For responder cells, naive WT CD4+ OTII T cells and CD8+ OTI T cells were purified using negative selection beads (StemCell Technologies). They were plated with DCs or flow-through cells at 3 × 104 cells/well. In some cases, exogenous OVA323-339 peptide was added to half of the wells at 2 μg/ml. DC–T-cell cocultures were incubated at 37°C with 5% CO2 for 72 h. 100 μl of supernatant was removed for IFNγ quantification, and was replaced by 100 μl of fresh media with [3H]Thymidine ([3H]Td) at 0.1 μCi/ml (GE Healthcare); cultures were incubated for an additional 18 h and [3H]Td incorporation was measured. To calculate the SI, counts derived from DC cocultures were compared internally with the stimulation potential of the flow-through, DC-depleted fraction for each individual group.

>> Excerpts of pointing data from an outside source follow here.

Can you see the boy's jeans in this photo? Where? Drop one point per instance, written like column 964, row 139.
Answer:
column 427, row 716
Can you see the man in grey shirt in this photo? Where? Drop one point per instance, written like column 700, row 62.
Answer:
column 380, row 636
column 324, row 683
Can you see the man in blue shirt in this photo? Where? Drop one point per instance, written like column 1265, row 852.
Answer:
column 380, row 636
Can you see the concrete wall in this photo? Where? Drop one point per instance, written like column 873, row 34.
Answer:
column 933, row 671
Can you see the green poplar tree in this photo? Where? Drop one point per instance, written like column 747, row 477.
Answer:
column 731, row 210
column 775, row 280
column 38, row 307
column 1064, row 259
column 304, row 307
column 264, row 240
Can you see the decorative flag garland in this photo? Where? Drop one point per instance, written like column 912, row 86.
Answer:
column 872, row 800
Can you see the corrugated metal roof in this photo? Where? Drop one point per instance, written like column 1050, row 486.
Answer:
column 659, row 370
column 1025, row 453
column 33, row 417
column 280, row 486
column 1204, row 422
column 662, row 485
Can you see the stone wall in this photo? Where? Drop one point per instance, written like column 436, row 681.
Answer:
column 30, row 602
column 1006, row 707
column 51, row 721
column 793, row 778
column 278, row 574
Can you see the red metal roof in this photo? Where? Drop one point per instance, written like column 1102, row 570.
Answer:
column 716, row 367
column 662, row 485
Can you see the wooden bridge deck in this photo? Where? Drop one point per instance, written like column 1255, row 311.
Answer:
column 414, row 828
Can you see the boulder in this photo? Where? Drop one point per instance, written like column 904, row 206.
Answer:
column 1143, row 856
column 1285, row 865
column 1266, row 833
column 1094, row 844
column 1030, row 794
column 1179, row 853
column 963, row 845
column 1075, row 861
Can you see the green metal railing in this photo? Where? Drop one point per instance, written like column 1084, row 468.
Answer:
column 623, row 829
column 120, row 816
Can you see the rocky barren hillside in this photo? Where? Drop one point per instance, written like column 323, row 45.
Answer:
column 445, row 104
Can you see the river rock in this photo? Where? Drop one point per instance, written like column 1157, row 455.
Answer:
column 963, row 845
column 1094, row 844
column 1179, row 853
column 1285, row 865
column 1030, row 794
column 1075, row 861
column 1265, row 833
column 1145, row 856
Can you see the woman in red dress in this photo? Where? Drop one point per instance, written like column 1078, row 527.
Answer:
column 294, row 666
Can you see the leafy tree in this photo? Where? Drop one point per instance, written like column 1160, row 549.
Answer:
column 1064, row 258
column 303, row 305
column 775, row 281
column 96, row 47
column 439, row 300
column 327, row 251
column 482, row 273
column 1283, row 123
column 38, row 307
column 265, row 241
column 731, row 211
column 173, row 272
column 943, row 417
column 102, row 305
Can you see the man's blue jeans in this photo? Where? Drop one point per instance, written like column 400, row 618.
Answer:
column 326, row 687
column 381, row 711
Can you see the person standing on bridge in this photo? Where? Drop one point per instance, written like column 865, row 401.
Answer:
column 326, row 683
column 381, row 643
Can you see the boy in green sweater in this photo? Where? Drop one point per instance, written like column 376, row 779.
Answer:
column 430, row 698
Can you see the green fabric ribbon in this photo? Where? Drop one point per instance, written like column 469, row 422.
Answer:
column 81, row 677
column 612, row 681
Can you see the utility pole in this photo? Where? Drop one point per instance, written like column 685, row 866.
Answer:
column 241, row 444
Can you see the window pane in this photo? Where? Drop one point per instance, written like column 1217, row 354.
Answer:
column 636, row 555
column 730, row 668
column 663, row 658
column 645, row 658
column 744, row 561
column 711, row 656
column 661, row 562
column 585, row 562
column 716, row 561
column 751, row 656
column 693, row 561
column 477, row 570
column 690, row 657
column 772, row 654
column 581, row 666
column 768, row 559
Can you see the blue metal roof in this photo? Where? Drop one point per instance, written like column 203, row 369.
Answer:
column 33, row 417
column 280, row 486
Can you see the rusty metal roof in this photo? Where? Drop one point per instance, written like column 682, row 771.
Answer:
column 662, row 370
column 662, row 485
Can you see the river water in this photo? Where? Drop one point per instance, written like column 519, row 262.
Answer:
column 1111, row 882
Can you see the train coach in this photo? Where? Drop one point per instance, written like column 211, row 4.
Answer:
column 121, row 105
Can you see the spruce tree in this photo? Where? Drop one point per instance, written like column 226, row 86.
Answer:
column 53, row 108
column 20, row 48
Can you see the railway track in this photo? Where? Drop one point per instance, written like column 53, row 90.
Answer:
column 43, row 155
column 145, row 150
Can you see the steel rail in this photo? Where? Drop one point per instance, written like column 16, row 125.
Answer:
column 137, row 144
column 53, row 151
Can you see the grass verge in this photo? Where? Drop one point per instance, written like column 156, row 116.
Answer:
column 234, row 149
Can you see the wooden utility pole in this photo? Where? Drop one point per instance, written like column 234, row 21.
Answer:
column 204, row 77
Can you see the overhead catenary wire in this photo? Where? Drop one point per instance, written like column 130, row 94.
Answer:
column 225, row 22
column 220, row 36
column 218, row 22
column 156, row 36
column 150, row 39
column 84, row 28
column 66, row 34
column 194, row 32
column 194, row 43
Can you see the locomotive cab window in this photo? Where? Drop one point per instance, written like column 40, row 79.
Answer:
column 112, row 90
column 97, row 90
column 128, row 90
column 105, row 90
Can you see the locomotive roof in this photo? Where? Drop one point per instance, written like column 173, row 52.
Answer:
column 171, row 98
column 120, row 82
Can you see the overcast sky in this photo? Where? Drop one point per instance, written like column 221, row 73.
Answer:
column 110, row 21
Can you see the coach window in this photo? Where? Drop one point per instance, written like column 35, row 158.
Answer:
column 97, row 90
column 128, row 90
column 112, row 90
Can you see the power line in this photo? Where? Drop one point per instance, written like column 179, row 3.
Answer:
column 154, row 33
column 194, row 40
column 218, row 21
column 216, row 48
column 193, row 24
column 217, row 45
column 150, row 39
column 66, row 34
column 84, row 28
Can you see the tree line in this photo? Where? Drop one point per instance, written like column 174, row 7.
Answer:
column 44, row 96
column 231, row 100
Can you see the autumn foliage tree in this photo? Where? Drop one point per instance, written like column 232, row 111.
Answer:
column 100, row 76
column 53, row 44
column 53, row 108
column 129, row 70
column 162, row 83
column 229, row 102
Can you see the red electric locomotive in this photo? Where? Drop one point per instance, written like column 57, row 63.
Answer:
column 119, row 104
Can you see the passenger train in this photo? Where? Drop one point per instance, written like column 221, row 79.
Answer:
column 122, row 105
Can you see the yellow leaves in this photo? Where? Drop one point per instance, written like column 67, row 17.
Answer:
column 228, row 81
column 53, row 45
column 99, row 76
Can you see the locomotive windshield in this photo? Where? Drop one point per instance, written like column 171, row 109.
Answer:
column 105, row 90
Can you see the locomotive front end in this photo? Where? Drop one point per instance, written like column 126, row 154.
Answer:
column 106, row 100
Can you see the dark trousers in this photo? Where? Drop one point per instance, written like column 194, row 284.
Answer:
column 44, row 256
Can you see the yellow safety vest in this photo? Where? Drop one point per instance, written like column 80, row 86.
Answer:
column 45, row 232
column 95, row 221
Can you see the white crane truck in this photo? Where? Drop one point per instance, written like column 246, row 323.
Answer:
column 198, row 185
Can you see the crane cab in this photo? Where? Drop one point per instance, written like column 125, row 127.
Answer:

96-well, round-bottom MaxiSorp immunoplates (Nunc) were coated overnight with anti–mouse IFNγ capture antibody (BD Biosciences). Nonspecific binding was blocked using PBS/1% BSA before adding supernatants. IFNγ was detected using biotinylated anti-IFNγ detection antibody (BD Biosciences), followed by HRP-conjugated SA (eBioscience), 2,2’-Amino-bis-3-ethylbenzthiazoline-6-sulfonic acid substrate (Sigma-Aldrich) and H2O2. Optical density was read at 405 nm. The concentration of IFNγ was extrapolated from an IFNγ standard (BD Biosciences) using the linear portion of the titration curve.
DQ-OVA was purchased from Invitrogen and diluted to 5 mg/ml in PBS (PBS). 100 μg of DQ-OVA was injected s.c. into the hind paw. 18 h later, draining popliteal LNs were harvested and DCs were analyzed for DQ-OVA content by detecting emissions of 515 nm by flow cytometry.
Online supplemental material.
Fig. S1 shows the thymic profiles of WT, LTβ−/−, LIGHT−/−, and CD40L−/− OTII mice. Fig. S2 shows that DCs require OVA+LPS in vivo to activate naive OTII T cells ex vivo.
The authors wish to acknowledge Ms. Cheryl Smith, Mr. Edwin Young, Dr. Alberto Martin, Dr. Heinrich Korner, and Dr. Tania Watts for technical advice and reagents. We wish to also acknowledge Dr. Jeff Browning for providing LTβR-Ig, AFH6 and BBF6 reagents, Dr. Robert Mittler for anti-CD40 hybridoma, and Dr. Michael Ratcliffe for critical reading of the manuscript.
This work was supported by an operating grant from the Canadian Institutes of Health Research (CIHR/IRSC), a salary award to J.L. Gommerman from the CIHR, and a studentship award for L. Summers-deLuca from the Multiple Sclerosis Society of Canada. A Canadian Foundation for Innovation and Ontario Research Fund grant supported the acquisition of a FACS-ARIA for some of our analyses.
The authors have no conflicting financial interests.
Abbreviations used: FDC, follicular dendritic cell; HEV, high endothelial venule; HVEM, herpes virus entry mediator; LT, lymphotoxin; LTαβ, LT-αβ; LTβR, LTβ-receptor; SI, stimulation index; TRAF, TNF receptor–associated factor.